Shabbat Parashat Bereishit - 5783

Rabbi Hal Miller


When the earth was bewilderment and void, with darkness over the surface of

the deep, and the breath of God was hovering upon the surface of the waters.

[Bereishit 1:2]


The words tohu and bohu are certainly difficult to understand here. Rashi says

"tohu means astonished and bafflement" and that "bohu means emptiness and

desolation". Rav Moshe Feinstein asks an obvious question, who did this apply

to? Who was so astonished? "There was no person at that point to experience

such a feeling of astonishment." He answers that Rashi was saying, "when God

imbues a person with the potential to learn and to accomplish great things, and

that person does not make use of his God-given abilities, that we must find

astonishing." In other words, Creation was made with huge potential but (at

least at that point) it was not realized, so we must be astonished at the lack of

the earth's making use of what God gave it.
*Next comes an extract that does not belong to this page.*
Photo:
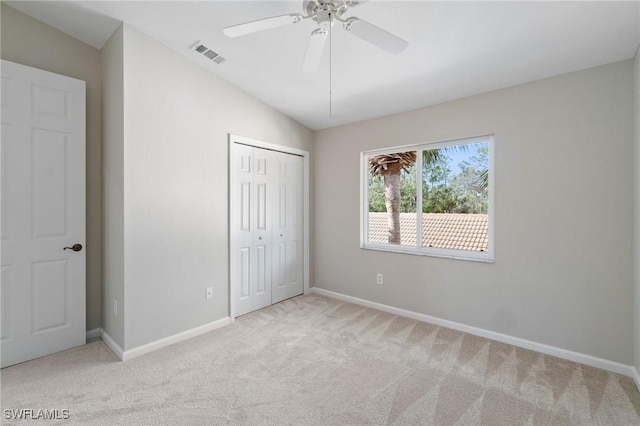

Since we might have thought that

the mere presence of Creation was astonishing, Rashi teaches that even more

so is the lack of implementation of potential by what God created, which could

also be applied to man today.


Radak disagrees with this approach. He says that "the earth was created in

unfinished form, unlike the heavens. The purpose was to show God's power,

that He can change what exists, such as adding light, bringing up dry land,

bringing out life." The absence of anything is not about potential, rather about

God's ability to bring something into existence from nothing.


Rav Soloveitchik writes that rather than apply to what someone might think of

Creation, the phrase applies merely as a description of what God created at

first, "the earth consisted of formless matter". This agrees with Onkelos, who

called it "unformed and empty".


But there are other understandings too. Rav Hirsch calls it "confused and

tangled", and applies words like regret, muddled, and chaos. Saadiah Gaon

relates tohu to firmament and bohu meaning "overlain with a cover of water."

Abarbanel breaks the discussion down into two camps. The first he says is the more widely accepted, that tohu and bohu are in fact synonyms, coming together for one explanation of void or emptiness. His second classification comes from Ramban, who says they are different. Tohu is the primordial matter and bohu the primordial form which, applied to the matter, results in some physical thing with substance. Abarbanel prefers Ramban's approach.